COVID-19 Business Immunity Bill Passes HouseBy SPECIAL TO THE PRESS REGISTER,
Mississippi House of Representatives passed HB 1783, or, The Mississippi Back to Business Liability Assurance Act today.
This bill essentially provides legal immunity to businesses amid COVID-19 from what could be deemed frivolous lawsuits.
The Mississippi House Democratic Caucus supported an amendment proposed by House Minority Deputy Leader Shanda Yates that created a balance of protection between businesses and people. The amendment failed 49-68. House Minority Leader Robert L. Johnson, III proposed a similar amendment that failed 52-65.

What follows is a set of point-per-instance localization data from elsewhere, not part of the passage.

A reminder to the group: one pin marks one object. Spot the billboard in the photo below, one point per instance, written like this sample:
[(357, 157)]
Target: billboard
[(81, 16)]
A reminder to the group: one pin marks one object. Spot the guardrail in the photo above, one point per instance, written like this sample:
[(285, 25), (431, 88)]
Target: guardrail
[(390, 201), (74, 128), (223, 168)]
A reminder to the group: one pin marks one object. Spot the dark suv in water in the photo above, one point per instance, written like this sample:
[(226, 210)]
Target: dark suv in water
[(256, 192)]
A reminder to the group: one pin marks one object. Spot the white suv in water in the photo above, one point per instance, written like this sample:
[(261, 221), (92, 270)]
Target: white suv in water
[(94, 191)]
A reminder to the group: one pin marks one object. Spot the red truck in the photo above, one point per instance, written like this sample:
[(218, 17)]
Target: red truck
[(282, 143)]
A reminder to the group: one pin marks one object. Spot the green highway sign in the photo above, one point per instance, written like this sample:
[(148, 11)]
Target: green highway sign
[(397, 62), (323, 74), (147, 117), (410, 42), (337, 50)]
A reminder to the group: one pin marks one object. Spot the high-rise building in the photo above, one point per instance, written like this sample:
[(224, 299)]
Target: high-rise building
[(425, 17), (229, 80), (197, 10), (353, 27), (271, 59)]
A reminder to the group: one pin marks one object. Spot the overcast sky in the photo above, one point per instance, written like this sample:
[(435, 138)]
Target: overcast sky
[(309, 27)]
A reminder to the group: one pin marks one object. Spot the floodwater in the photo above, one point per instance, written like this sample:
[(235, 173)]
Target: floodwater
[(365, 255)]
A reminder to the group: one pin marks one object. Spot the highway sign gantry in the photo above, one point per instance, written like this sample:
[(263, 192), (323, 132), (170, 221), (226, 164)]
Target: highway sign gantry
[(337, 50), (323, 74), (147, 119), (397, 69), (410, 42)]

"This bill will not keep people from filing lawsuits," said Yates. "We need a balance that protects small businesses and the people we represent. Our duty is to protect both.”
After both amendments failed, HB 1783 passed with a vote of 72-43.
The bill would provide some level of protection to businesses, health care providers, religious organizations and other entities from lawsuits related to COVID-19 if they show a “good faith” effort to follow public health guidelines.
Gov. Tate Reeves has pushed for the bill at his regular coronavirus press briefings. If the bill passes the Mississippi Senate and the governor signs it, the bill would take effect retroactively to March 14. In effect businesses and venues that stayed open during the COVID-19 shutdown could tout this law to protect them if they are sued.
National Federation of Independent Business State Director Dawn Starns said NFIB supports Senate Bill 3049, that would protect small businesses and others from unfair and frivolous lawsuits related to the COVID-19 pandemic.
The bill was slated to be heard this week in Senate Judiciary A.
“When we surveyed our members last month about the issues that concerned them about reopening, over two-thirds said increased liability,” said Starns.